Vaxart shares have zoomed from a closing price of 34 cents a share on January 2.
“Warp” drive vs. COVID-19
Among the Trump administration’s responses to COVID-19 has been Operation Warp Speed, which commits the federal government to funding and coordinating development of vaccines, drugs, and diagnostics across agencies of the Departments of Defense (DoD) and Health and Human Services (HHS)—the latter agency including the FDA, the NIH, the Centers for Disease Control and Prevention (CDC), and the Biomedical Advanced Research and Development Authority (BARDA).
Fourteen of the 100+ vaccine candidates in development against COVID-19 were under study by Operation Warp Speed when it was announced on May 15, with former GlaxoSmithKline (GSK) vaccines chairman Moncef Slaoui, MD, as chief advisor and General Gustave F. Perna as chief operating officer.
Earlier this month The New York Times reported that the program had concluded that developers of five vaccine candidates were most likely to produce a vaccine for the virus, citing unnamed “government officials,” and that a formal announcement would come in weeks.

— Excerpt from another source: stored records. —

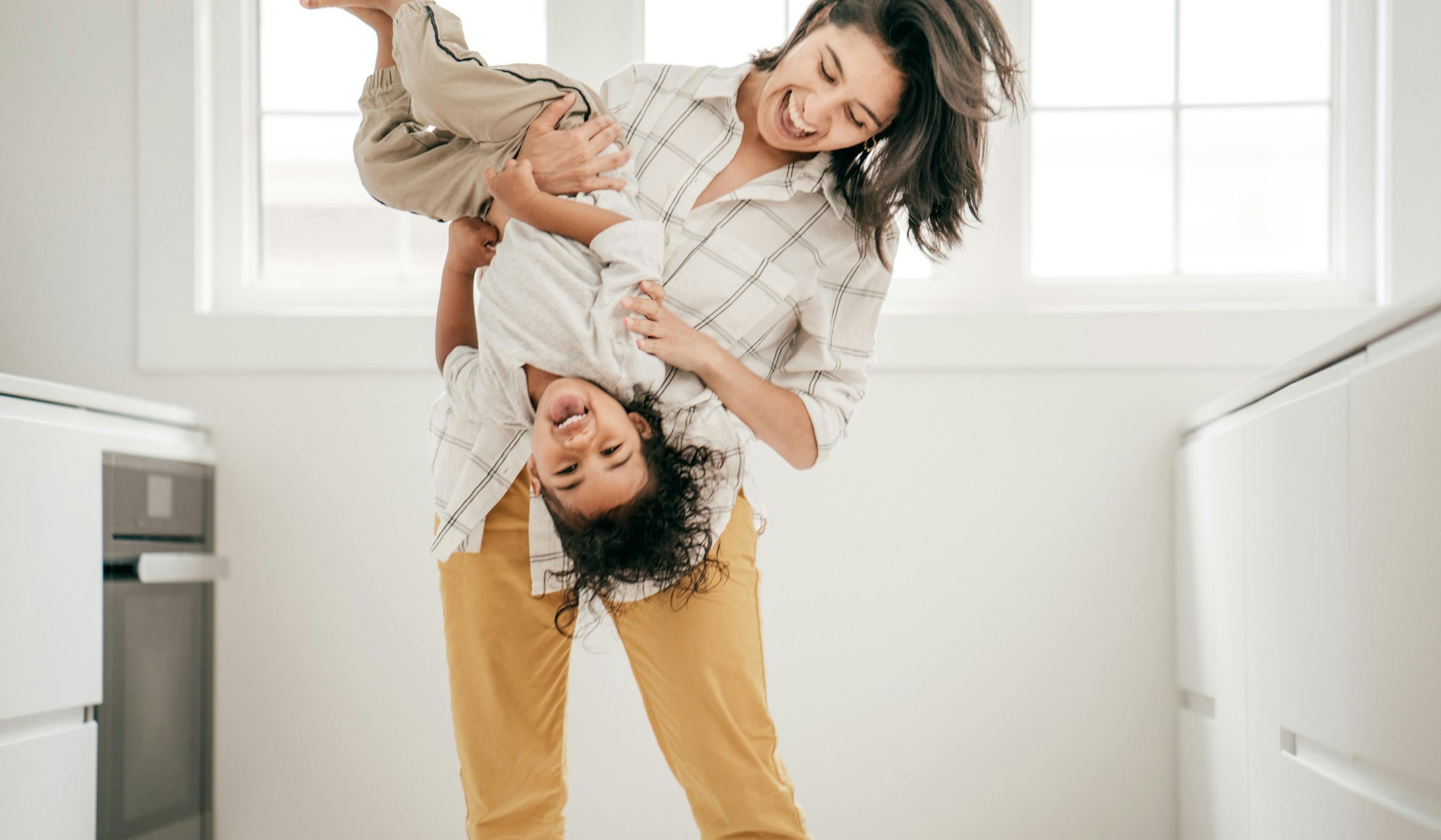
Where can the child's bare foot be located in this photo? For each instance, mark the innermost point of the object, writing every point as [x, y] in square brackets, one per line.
[387, 6]
[374, 18]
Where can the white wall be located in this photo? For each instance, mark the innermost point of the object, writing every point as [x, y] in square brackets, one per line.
[967, 612]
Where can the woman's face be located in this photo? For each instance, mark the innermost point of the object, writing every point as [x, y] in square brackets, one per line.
[585, 449]
[836, 89]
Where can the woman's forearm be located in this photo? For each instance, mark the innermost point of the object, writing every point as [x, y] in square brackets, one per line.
[454, 315]
[776, 414]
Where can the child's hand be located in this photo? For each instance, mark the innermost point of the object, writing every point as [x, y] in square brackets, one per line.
[513, 188]
[472, 245]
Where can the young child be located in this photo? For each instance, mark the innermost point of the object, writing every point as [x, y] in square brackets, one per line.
[635, 509]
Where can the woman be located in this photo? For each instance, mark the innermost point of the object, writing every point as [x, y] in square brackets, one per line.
[777, 182]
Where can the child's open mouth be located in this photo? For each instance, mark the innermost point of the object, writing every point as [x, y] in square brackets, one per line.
[568, 410]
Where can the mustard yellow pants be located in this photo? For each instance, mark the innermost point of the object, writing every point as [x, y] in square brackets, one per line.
[699, 669]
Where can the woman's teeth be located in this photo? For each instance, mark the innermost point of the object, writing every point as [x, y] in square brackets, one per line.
[802, 129]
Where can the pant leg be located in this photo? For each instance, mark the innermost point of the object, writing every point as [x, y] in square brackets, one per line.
[508, 672]
[454, 90]
[702, 675]
[411, 168]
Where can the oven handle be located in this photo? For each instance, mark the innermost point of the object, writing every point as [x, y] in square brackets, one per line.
[181, 568]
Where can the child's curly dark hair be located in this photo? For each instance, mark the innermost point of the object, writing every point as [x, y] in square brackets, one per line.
[655, 536]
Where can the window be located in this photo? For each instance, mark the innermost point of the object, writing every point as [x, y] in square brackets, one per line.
[1172, 158]
[1178, 152]
[322, 240]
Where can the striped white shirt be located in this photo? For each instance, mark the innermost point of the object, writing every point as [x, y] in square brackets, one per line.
[775, 270]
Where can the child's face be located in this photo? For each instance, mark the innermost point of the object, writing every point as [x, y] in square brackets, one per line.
[585, 449]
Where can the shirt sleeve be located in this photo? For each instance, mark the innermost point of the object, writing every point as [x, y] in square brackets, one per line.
[477, 387]
[836, 339]
[629, 253]
[619, 91]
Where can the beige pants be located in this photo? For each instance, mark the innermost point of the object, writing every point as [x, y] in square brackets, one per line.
[699, 669]
[432, 125]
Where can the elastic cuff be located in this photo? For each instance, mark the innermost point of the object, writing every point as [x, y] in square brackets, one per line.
[381, 80]
[417, 8]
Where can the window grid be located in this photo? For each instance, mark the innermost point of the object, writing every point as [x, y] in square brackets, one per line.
[1176, 108]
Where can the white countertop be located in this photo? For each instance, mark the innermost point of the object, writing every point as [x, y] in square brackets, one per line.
[1385, 322]
[54, 392]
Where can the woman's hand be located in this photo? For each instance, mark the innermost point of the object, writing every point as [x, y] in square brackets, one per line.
[567, 162]
[515, 189]
[472, 245]
[666, 336]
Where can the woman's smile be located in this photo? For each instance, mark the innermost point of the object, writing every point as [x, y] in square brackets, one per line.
[790, 119]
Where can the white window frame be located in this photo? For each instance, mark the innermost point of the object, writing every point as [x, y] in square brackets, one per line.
[192, 228]
[995, 270]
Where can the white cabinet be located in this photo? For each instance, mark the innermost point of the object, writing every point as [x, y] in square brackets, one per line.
[50, 567]
[1211, 622]
[53, 593]
[1296, 480]
[1309, 604]
[48, 784]
[1393, 688]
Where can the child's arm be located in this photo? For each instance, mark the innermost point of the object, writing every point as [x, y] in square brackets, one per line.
[519, 198]
[472, 245]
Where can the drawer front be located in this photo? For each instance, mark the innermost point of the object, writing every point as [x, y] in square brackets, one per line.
[1316, 807]
[48, 786]
[50, 567]
[1394, 689]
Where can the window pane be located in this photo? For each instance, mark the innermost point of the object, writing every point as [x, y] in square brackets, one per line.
[426, 253]
[911, 261]
[1256, 51]
[506, 34]
[1101, 194]
[319, 60]
[1256, 191]
[317, 222]
[1103, 53]
[312, 60]
[685, 32]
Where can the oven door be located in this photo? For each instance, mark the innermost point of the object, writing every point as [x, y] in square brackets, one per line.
[156, 717]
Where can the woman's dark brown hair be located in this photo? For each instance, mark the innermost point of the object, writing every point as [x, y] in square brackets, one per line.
[928, 161]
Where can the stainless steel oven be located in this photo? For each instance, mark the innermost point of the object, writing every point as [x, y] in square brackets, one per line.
[156, 712]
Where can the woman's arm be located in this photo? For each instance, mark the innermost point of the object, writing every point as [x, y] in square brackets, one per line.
[777, 415]
[570, 162]
[472, 245]
[519, 198]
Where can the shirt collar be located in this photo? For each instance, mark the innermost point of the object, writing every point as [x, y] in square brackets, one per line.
[808, 176]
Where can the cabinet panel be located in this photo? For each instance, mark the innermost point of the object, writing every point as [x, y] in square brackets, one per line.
[1296, 480]
[1212, 780]
[1195, 571]
[1396, 539]
[48, 786]
[1315, 807]
[1211, 610]
[50, 567]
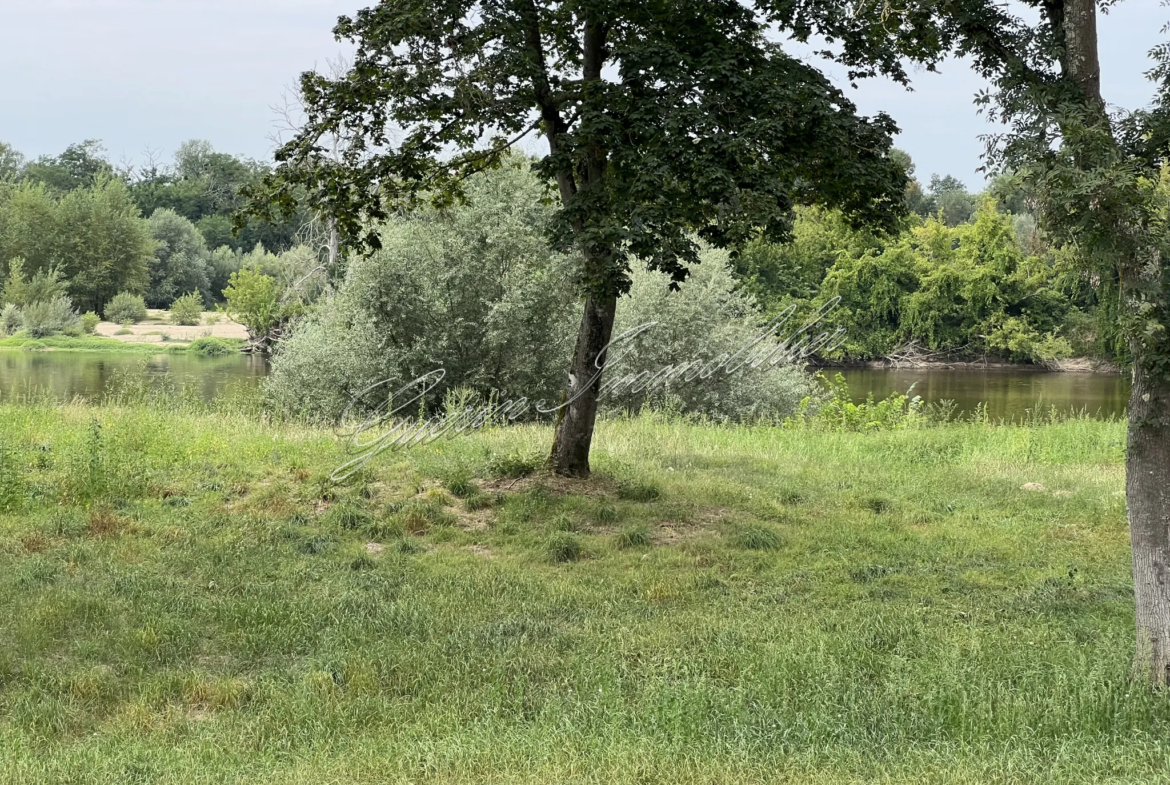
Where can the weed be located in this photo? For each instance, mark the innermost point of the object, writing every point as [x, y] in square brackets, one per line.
[514, 465]
[755, 537]
[634, 536]
[563, 546]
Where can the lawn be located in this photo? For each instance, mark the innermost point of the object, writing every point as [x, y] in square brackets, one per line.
[184, 598]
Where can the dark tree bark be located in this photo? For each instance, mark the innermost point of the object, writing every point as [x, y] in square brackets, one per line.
[1148, 500]
[1148, 453]
[575, 422]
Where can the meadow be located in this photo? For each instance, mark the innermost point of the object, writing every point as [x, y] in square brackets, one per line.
[185, 598]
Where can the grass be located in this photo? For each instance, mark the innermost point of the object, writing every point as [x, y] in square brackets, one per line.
[184, 598]
[100, 344]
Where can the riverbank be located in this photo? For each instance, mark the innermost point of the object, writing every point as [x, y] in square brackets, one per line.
[157, 328]
[105, 344]
[1069, 365]
[185, 597]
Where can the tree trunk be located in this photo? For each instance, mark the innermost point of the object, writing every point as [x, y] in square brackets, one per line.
[576, 419]
[1148, 498]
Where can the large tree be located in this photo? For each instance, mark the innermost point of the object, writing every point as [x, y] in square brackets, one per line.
[663, 122]
[1100, 178]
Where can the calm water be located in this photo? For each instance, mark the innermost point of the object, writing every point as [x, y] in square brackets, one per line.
[1007, 393]
[67, 374]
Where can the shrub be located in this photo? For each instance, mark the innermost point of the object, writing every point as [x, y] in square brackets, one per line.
[708, 316]
[9, 319]
[125, 309]
[180, 261]
[49, 317]
[838, 412]
[187, 310]
[473, 289]
[213, 346]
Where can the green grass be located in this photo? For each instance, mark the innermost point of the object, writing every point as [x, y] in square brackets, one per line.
[101, 344]
[184, 598]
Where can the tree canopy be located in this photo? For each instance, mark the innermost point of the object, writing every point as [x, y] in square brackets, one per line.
[665, 123]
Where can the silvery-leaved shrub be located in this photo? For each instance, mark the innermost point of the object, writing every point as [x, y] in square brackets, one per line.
[50, 317]
[9, 319]
[476, 291]
[707, 317]
[125, 309]
[472, 289]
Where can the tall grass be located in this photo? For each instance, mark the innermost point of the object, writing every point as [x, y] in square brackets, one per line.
[185, 598]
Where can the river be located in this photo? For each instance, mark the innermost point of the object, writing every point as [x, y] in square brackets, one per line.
[88, 374]
[1007, 393]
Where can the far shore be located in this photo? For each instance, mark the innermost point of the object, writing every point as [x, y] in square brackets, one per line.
[1071, 365]
[157, 329]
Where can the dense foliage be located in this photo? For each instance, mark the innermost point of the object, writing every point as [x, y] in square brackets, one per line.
[475, 291]
[125, 308]
[76, 225]
[990, 286]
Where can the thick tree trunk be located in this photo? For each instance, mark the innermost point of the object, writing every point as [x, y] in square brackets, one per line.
[576, 418]
[1148, 498]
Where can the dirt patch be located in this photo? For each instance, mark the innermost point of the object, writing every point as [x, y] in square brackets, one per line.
[593, 487]
[672, 532]
[158, 324]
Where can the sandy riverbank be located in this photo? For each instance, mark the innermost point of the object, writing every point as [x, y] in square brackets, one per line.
[158, 325]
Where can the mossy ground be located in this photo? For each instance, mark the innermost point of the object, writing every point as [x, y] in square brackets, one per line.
[184, 598]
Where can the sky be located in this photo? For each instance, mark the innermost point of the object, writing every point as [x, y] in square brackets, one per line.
[151, 74]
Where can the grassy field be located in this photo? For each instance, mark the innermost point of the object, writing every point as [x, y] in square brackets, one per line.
[184, 598]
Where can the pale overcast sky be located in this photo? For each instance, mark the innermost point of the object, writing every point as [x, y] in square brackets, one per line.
[155, 73]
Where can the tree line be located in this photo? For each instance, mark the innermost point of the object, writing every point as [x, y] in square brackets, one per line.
[158, 232]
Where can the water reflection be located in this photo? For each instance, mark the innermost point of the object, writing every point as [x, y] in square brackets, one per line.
[88, 374]
[1007, 393]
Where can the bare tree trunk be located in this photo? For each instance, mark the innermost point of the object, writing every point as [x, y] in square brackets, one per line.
[575, 424]
[1148, 498]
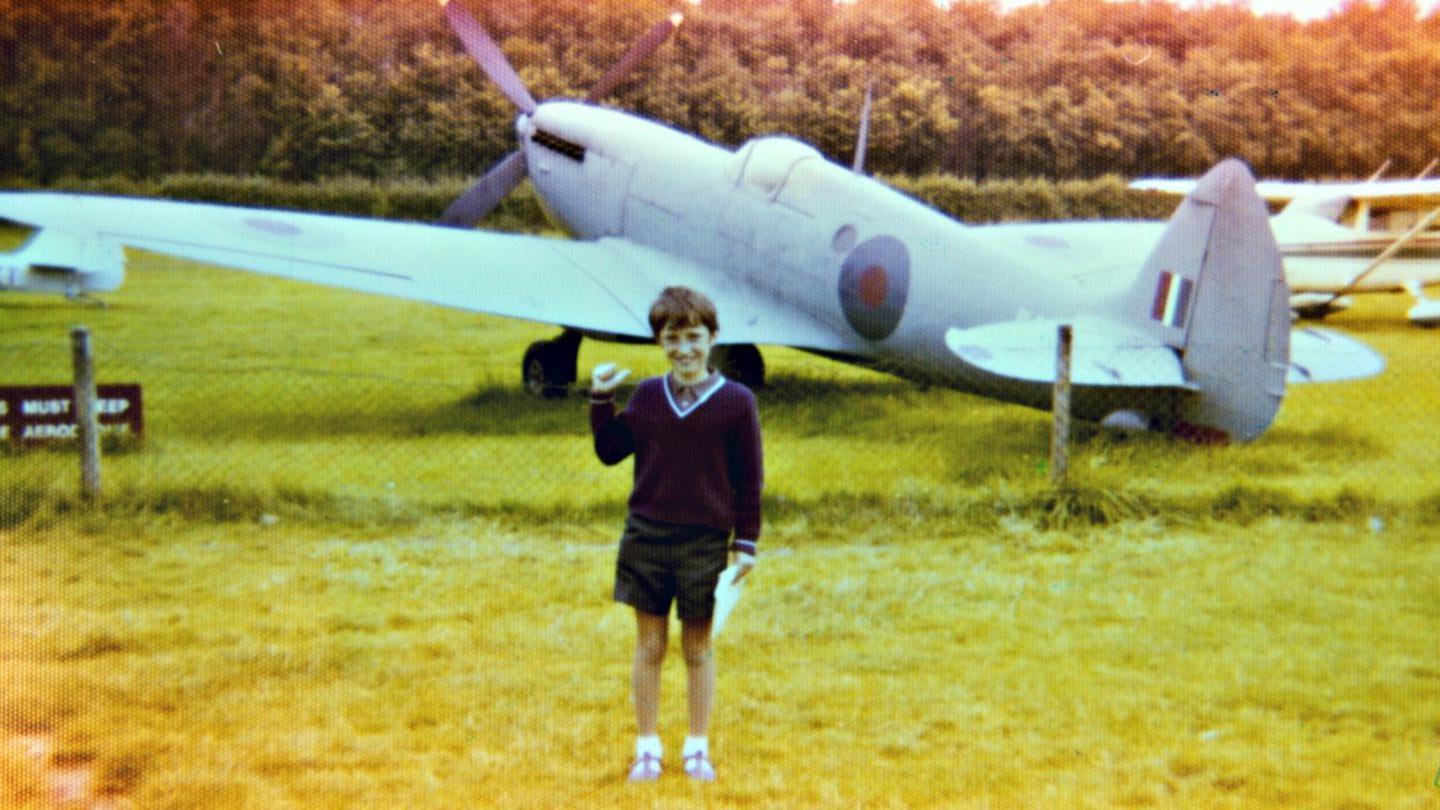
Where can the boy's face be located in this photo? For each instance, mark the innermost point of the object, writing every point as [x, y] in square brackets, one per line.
[687, 349]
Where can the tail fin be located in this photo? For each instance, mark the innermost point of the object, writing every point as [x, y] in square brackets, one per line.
[62, 261]
[1214, 290]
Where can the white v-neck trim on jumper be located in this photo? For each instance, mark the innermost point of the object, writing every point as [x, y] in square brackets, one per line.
[683, 412]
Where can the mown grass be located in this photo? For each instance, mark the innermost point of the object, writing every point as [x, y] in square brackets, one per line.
[354, 567]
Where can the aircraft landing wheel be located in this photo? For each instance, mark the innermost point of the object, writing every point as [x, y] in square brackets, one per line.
[740, 362]
[549, 368]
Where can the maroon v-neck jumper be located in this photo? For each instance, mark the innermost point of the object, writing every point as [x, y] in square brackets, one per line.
[699, 466]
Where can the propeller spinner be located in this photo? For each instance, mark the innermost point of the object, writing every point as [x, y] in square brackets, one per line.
[487, 193]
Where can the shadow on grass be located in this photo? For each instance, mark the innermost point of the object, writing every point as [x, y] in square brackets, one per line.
[834, 515]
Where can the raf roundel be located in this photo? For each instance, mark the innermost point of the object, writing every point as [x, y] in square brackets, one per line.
[874, 283]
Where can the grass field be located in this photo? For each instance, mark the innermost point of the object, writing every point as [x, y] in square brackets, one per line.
[354, 567]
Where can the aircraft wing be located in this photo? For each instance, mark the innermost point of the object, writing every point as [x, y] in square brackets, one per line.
[1100, 255]
[1103, 353]
[604, 286]
[1417, 192]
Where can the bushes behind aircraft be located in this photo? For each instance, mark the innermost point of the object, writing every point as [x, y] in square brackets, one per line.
[965, 199]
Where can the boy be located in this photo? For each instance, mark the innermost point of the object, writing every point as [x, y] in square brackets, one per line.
[696, 438]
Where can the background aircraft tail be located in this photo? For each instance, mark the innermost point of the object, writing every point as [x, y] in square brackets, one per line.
[1214, 290]
[64, 263]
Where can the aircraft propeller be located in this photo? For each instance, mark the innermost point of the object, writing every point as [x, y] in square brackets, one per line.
[483, 198]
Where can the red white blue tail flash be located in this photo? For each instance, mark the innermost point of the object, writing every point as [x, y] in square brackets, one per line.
[1172, 299]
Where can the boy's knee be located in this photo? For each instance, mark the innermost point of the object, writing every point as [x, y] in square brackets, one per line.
[650, 653]
[699, 657]
[697, 650]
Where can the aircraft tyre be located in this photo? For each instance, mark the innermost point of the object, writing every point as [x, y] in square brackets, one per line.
[740, 362]
[547, 368]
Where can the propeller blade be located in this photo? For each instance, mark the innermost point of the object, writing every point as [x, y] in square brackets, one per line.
[483, 198]
[863, 141]
[491, 59]
[642, 48]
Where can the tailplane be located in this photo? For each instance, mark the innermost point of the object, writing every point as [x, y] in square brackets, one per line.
[1214, 290]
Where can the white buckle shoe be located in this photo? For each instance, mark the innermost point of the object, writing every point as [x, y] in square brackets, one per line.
[645, 767]
[699, 767]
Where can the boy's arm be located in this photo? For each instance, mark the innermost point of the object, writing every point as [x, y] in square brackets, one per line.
[748, 477]
[614, 440]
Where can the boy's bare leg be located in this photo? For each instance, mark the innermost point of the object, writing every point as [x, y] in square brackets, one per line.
[700, 666]
[653, 634]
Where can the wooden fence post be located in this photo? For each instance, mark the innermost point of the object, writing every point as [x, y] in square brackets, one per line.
[1060, 408]
[85, 415]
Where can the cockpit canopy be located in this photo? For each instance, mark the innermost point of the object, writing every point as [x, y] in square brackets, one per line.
[765, 163]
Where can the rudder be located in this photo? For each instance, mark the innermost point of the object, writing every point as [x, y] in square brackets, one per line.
[1214, 290]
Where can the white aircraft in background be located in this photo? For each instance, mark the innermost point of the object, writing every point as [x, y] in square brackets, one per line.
[1342, 238]
[1187, 332]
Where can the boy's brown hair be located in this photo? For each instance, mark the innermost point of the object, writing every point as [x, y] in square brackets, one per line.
[683, 307]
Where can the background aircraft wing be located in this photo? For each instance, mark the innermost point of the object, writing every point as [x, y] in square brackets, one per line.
[1273, 190]
[604, 286]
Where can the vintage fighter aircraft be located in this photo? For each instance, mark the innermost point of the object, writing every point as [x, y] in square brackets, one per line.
[1188, 333]
[1341, 238]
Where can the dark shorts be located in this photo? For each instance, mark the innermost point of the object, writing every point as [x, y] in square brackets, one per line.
[667, 562]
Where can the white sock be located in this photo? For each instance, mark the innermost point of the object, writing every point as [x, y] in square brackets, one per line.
[648, 745]
[696, 745]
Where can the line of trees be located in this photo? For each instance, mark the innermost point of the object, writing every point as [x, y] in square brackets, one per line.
[380, 88]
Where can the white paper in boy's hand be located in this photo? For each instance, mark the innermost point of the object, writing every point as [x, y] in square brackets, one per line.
[727, 593]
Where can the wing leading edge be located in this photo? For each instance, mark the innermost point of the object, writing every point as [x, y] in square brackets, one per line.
[604, 287]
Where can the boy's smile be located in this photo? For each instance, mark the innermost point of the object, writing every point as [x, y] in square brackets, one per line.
[689, 350]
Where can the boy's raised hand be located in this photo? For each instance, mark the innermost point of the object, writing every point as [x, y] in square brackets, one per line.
[606, 378]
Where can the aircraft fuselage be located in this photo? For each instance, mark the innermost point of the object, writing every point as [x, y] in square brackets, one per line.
[883, 271]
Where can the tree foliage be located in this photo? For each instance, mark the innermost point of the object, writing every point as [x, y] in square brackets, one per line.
[380, 88]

The five candidates were Ad26.COV2-S by Johnson & Johnson (Janssen Pharmaceutical); AZD1222 by AstraZeneca, University of Oxford, and Vaccitech; BNT-162 by Pfizer and BioNTech; mRNA-1273 by Moderna; and an unnamed vaccine being developed by Merck & Co. and IAVI, a nonprofit scientific research organization dedicated to addressing urgent, unmet global health challenges.
Four of the five candidates have won varying amounts of funding from BARDA totaling more than $2 billion. The largest award was the $1.2 billion given to AstraZeneca by BARDA. The agency also committed to Moderna up to $483 million in April and another $53 million in May toward expanding the company’s domestic manufacturing capacity for mRNA-1273. Also, BARDA committed $456.2 million from development to licensure for Janssen and just over $38 million for Merck and IAVI. Pfizer and BioNTech have declined to accept Operation Warp Speed funding.
The BARDA funding covers R&D, clinical trials, and manufacturing.
Vaxart announced its inclusion in Operation Warp speed a day after disclosing plans to ramp up manufacturing of its COVID-19 vaccine to one billion or more doses a year, through a Memorandum of Understanding the company signed with Attwill Medical Solutions Sterilflow (AMS).
The agreement—whose value was not disclosed— affirmed the companies’ intent to establish AMS as a resource for lyophilization development and large scale manufacturing including tableting and enteric coating for Vaxart’s oral COVID-19 vaccine, Vaxart said.
AMS agreed to assign dedicated resources and equipment for scale-up and commercial production of the vaccine, based on finalizing a formal agreement.
“We believe AMS’ experience coupled with its ability to manufacture a billion or more doses per year would be a beneficial addition to our group of CDMO partners and enable the large scale manufacturing and ultimate supply of our COVID-19 vaccine for the United States, Europe, and other countries in need,” Floroiu stated.